La libertad no es una partícula en suspensión. Crece o mengua. No es un statu quo ni está en la naturaleza, salvo que entendamos la libertad como la ley del más fuerte.
El siglo XX fue un enorme tira y afloja entre regímenes liberales –en el sentido más amplio del término– y autoritarismos de diverso signo. Se impusieron los liberales. Quedaron tensiones internas dentro de los países, pero eran por matices. En Europa la democracia como régimen no estaba ya en tela de juicio.
Empezaron a llegar generaciones que nacieron con un amplio sistema de derechos y libertades. La mía es la primera de muchas. Somos generaciones que no valoran ser libres porque creemos que forma parte del paisaje. Pero la libertad es frágil y las sociedades humanas, un ecosistema inestable.

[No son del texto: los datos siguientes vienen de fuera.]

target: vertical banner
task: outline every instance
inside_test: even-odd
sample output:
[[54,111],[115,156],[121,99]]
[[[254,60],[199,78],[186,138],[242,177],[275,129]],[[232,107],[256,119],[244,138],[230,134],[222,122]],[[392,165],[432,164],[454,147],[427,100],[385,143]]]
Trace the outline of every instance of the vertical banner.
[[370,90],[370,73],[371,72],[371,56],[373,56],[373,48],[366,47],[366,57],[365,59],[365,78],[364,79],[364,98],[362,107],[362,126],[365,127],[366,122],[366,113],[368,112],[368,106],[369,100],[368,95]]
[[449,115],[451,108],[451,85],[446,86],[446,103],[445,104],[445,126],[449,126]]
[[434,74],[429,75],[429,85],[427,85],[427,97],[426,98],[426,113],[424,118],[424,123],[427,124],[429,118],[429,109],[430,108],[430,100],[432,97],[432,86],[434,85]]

Hoy vuelven de forma poco tímida los liberticidas y por varios flancos. Estamos asistiendo a una revuelta cultural que propone arrepentirnos de todo el pasado occidental, tirar a nuestros héroes, borrar nuestro arte e instaurar el culto a un nuevo relato que no se sustenta en nada. Los hechos o la historia son lo de menos.
Hemos visto cómo se ha tumbado la estatua de Churchill o el busto de Cervantes en las semanas pasadas en nombre de los derechos humanos. Daba el igual que el primero fuera la última línea de resistencia frente a Hitler –con enormes presiones internas para pactar una rendición con los nazis– o que el segundo sea el autor de la mayor obra maestra de la literatura en español, por tanto, una de las mayores obras de arte de la historia.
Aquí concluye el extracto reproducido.